Ника молча отметила – не её жаль, а своего переживания. Запомним!
– Вы жестоки! – сказала она ему.
Мориц вспыхнул.
– А по-вашему, лгать было лучше? Я всегда говорю правду в этих вещах!
– Я не сказала это в виде упрёка, вы напрасно сердитесь, – ответила Ника, – я просто констатирую факт.
Мориц прошёлся по комнате. Ритм рассказа был сломан, и хотелось ему обобрать его. Он с наслаждением бы ушёл. Но и это было не лишено смешного. Что смешней – уйти или продолжать, – он не знал. Трудно сейчас было. И то и другое. Ника, понимая всё это, молча следила за ним, не нападая больше – и не уступая. (Как хочет!..)
– Во-от… – сказал Мориц, волей шагая через душный затор. – Она поняла. Сказала, что поедет к сестре, в Москву. Я дал ей много писем к моим влиятельным друзьям, прося её там устроить. В глубине души я таил надежду, что это наваждение у меня пройдёт – и что мы опять будем вместе…
Уезжала она с большой внутренней тяжестью. Не от того ли, что она не очень старалась, – с Москвой ничего не вышло, и я получил от неё отчаянное прощальное письмо. Оно на меня произвело потрясающее впечатление. Я ей ответил как мог, – но что могут слова – тут?

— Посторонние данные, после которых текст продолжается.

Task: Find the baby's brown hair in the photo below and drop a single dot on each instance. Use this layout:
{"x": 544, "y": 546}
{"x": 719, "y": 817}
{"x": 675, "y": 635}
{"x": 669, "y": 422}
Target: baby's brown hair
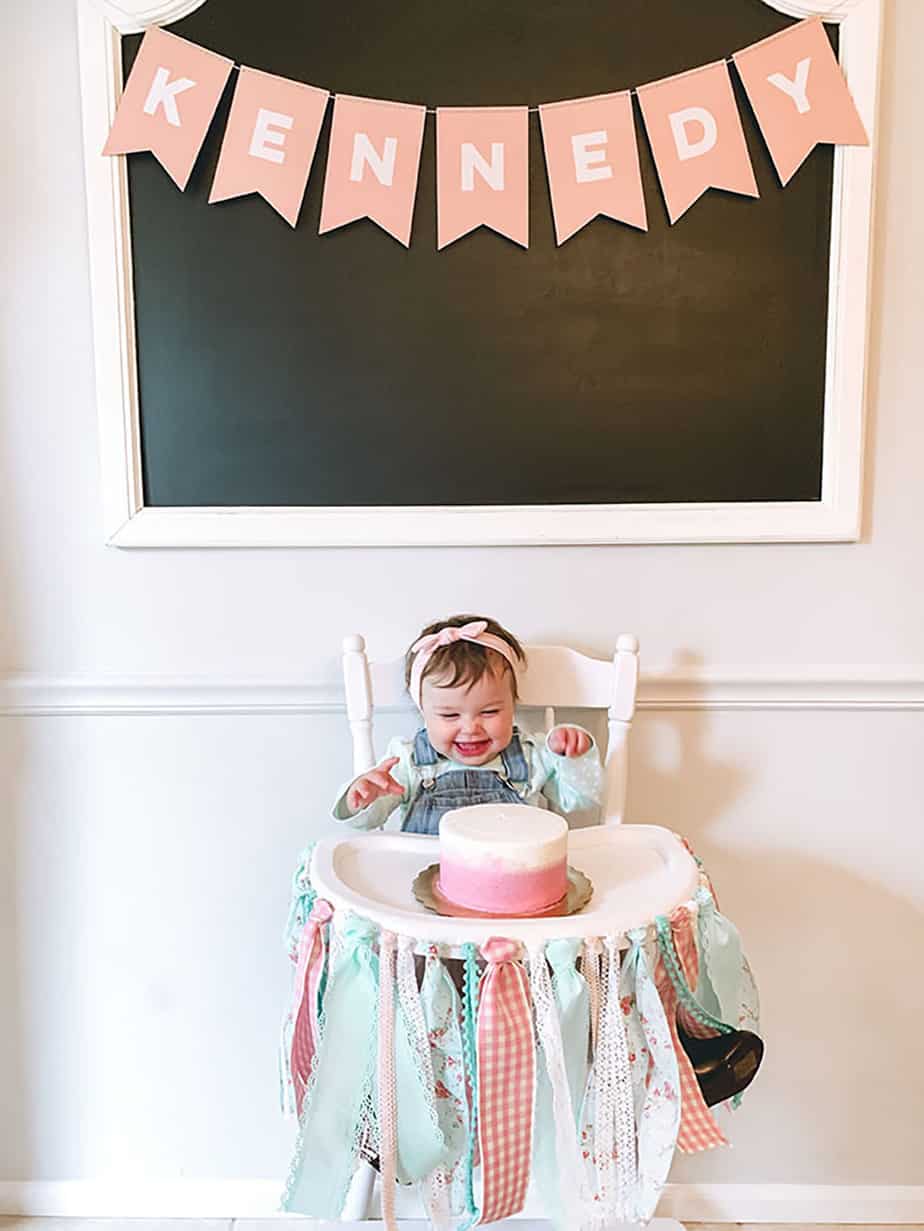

– А вы знаете, на кого вы всё-таки похожи? Это не современно, а вы же очень современный человек… И – всё-таки вы напоминаете Печорина. Как её звали?
– Звали? – Мориц наморщил лоб – и чуть начал краснеть. – Позвольте, как же её звали?

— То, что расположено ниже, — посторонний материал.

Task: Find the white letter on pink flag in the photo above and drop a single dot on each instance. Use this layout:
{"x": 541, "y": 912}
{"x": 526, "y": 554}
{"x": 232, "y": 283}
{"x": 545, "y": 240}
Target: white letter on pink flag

– Вот это действительно неожиданно! Ах, Мориц…
Он глядел вверх, резко подняв голову, негодующе и смущённо:
– Я не помню её фамилию…
– Вы её по фамилии звали? Товарищ такая-то? – веселилась холодновато Ника.
– Вы не правы, – сказал Мориц, – это совсем не характерно.
– И эту женщину вы любили меньше, чем вашу накрашенную Женни…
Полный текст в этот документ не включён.